Sur les 250 personnes travaillant pour des sociétés financières qui ont répondu au questionnaire – courtiers, gestionnaires de portefeuille, banquiers, gestionnaires de fonds alternatifs, analystes financiers, conseillers en investissement, etc. –, 23 % déclarent avoir “observé ou avoir eu connaissance directement d’actes condamnables sur le lieu de travail”. Si cela ne suffit pas à attirer votre attention, en voilà encore : 24 % des personnes interrogées se disent prêtes à “commettre un délit d’initié pour gagner 10 millions de dollars si elles étaient sûres de ne pas se faire prendre”.

Des dirigeants peu regardants
A l’approche du 5e anniversaire du déclenchement de la crise financière – en septembre –, les enquêtés semblent avoir la mémoire plus courte que jamais. Si ce rapport dit vrai, la culture insidieuse de la cupidité est de retour, à moins qu’elle n’ait jamais disparu. Les résultats n’ont peut-être pas de valeur scientifique, mais ils sont frappants. Par exemple, 26 % des personnes ayant répondu pensent que “les systèmes de rémunération ou de prime existant dans leur société incitent les collaborateurs à compromettre les normes éthiques ou à violer la réglementation”.
Pour certains, les problèmes viennent du sommet même : 17 % de ces employés s’attendent à ce que “leurs dirigeants regardent ailleurs s’ils soupçonnent un de leurs meilleurs éléments de pratiquer un délit d’initié”. Plus troublant encore, “15 % doutent que leur hiérarchie, si elle apprenait que l’un de leurs meilleurs éléments avait commis un délit, le signalerait aux autorités”.
On dit souvent qu’il est injuste de mettre tout le monde dans le même panier et c’est vrai. Dans ce secteur, la grande majorité des employés sont des gens biens qui font du bon travail. Les chiffres présentés dans le rapport reflètent toutefois une réalité troublante: les brebis galeuses sont peut-être plus nombreuses qu’on ne le croit. On doit s’inquiéter quand “28 % des personnes pensent que le secteur des services financiers ne fait pas passer les intérêts de ses clients en premier”.

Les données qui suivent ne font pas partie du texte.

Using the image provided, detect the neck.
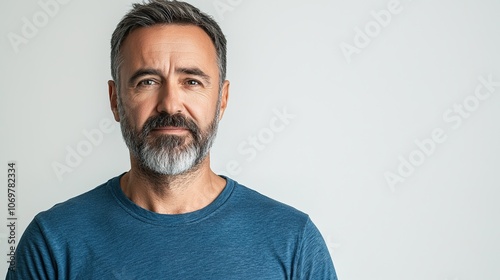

Gordon Gekko n’est pas mort
Chose curieuse, le problème est davantage prononcé chez les plus jeunes. Vous vous rappelez la question relative au délit d’initié ? Eh bien 38 % des employés ayant moins de dix ans d’expérience se disent prêts à en commettre un pour empocher 10 millions de dollars s’ils étaient sûrs de ne pas se faire prendre. Ce résultat me frappe particulièrement, parce que je me serais attendu à ce que la prochaine génération des dirigeants de Wall Street se soucie davantage de construire une culture anti-Gordon Gekko [le financier voyou incarné par Michael Douglas dans Wall Street, film d’Oliver Stone sorti en 1987].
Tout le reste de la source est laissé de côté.